Q: What about bonds? It’s a difficult time to buy them with interest rates rising.

A: It’s tough. And cash rates are starting to compete with bond portfolios. We’re now yielding 2.25 in our bank deposit accounts. We’re advising clients to keep their durations short and keep their bond credits high quality. It’s not an area where we are squeezing alpha out, we want to take risk in risk assets and for high net worth families, we’d like for them to think of their bond portfolio as that safe, sleep-well-at-night money that can assure them if markets get rocky.

Q: What are some of the changes you’ve seen in the wealth management industry?

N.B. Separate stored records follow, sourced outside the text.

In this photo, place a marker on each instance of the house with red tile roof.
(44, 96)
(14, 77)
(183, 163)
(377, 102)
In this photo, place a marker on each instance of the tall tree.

A: We’ve morphed into other services that might not fall into the financial advisory category. They fall into things that we learned because of who our clients are and what our clients want to know about: Cybersecurity, physical security, art collection, wine collection, proper uses of leverage across their balance sheet and many other things.

Q: That’s a lot of capabilities to maintain.

A: We’ve really tried to position ourselves to be become the first call where clients have a question or an issue or a problem they’re trying to solve. If it’s not something we can help them solve directly, we tend to have relationships through our network either through clients or outside vendors that have specialties that we have kind of vetted.

Q: Any predictions on what your business will look like in the future?

A: The change the last 20 years has been monumental, and I think it will continue. You have the digitization of a lot of parts of the business, you see a lot of robo-advisers coming online and building platforms. We don’t see people being taken out of the business because of the complex needs and issues of our clients. But we do see us being smarter about leveraging technology to provide our clients with an improved experience, and to run our business better internally.